Questo significa che i sottotitoli devono essere dei piccoli testi che convincono lettore a continuare a leggere.

Una strategia per scriverli è quindi quella di fare una lista di tutti i benefici del nostro prodotto o servizio, e poi trasformarli nei sottotitoli e nelle sezioni. Per creare questi benefici si parte dalle caratteristiche del prodotto, e ci si pone una semplice domanda: “e allora?”.

Ad esempio:

  • “Le nostre piattaforme sono dotate di motori di ultima generazione”: e allora?
  • “Motori più efficienti riducono drasticamente i consumi di carburante”: e allora?
  • “Si risparmiano soldi in modo sensibile e si riduce l’inquinamento ambientale”: e allora?
  • “Chi le prende a noleggio risparmia sui costi del carburante e può usarle in contesti urbani senza procurare fastidio a chi sta vicino alla zona dei lavori”.

3. Il testo

Proprio come tutti gli altri elementi della pagina di atterraggio, anche il testo viene scritto da noi, ma in realtà deriva dalla analisi di quello che pensano i visitatori.

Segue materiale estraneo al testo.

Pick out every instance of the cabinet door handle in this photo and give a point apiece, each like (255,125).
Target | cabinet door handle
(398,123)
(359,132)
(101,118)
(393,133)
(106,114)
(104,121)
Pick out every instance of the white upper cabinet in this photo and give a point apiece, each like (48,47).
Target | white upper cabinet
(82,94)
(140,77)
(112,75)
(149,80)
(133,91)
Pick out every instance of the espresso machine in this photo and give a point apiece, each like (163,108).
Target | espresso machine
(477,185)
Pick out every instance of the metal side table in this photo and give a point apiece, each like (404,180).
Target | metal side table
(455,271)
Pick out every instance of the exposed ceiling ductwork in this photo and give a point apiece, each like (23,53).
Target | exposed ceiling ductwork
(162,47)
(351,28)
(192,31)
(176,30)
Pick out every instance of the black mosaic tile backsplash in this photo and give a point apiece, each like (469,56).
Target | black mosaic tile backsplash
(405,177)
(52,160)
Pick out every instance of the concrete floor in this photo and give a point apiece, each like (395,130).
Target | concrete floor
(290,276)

Quindi l’obiettivo è trovare le parole che i nostri clienti già usano per descrivere i nostri prodotti e servizi, ad esempio andando a trovarli nei loro commenti (a voce, sul sito o sulla pagina Facebook), sui forum, sulle email che ci mandano o nell’interazione con loro che abbiamo tutti i giorni.

4. La controprova

C’è un vecchio detto nel mondo del marketing che sostiene che “la gente compra con il cuore, e poi giustifica l’acquisto con la testa”. Per questo, oltre a parlare al cuore dei lettori, occorre fornire loro delle prove razionali della validità di quello che stiamo dicendo.

I testimonial sono il primo modo con cui si può fornire questa prova. Tuttavia questi ultimi sono spesso troppo generici, e non riescono a fornire informazioni dirette su come un loro problema è stato risolto dalla nostra soluzione, o a fornire risultati misurabili.

Abbiamo dedicato in passato diversi post all’uso dei testimoni aziendali, e a quelli vi rimandiamo per approfondimenti.

Qui ci limitiamo ad aggiungere che, nel progettare una pagina di atterraggio, occorre intervistare i propri testimoni chiedendo una maggiore quantità di dettagli. Invece che chiedere testimonianze generiche sulla loro esperienza (o attendere che siano loro a fornirle spontaneamente), conviene assumere un atteggiamento attivo e chiedere loro:

  • quale problema stavano affrontando;
  • come li abbiamo aiutati a trovare una soluzione;
  • informazioni e dati specifici che dando una prova di questo successo.

5. La chiamata all’azione (call to action)

La call to action è un testo che chiede ai vostri visitatori di fare una cosa specifica. Generalmente appare una o due volte nel corpo della pagina e soprattutto in fondo ad essa.

Un interessante metodo per scrivere la propria chiamata all’azione è quello di mettersi nei panni del visitatore, e specificamente immaginare come finirebbe questa frase:

“Io voglio…”

Dopodiché, si gira la frase in modo che abbia senso in italiano, scrivendo ad esempio “Scopri come risparmiare tempo e denaro con le piattaforme autocarrate” oppure “Contattaci per un preventivo senza impegno”.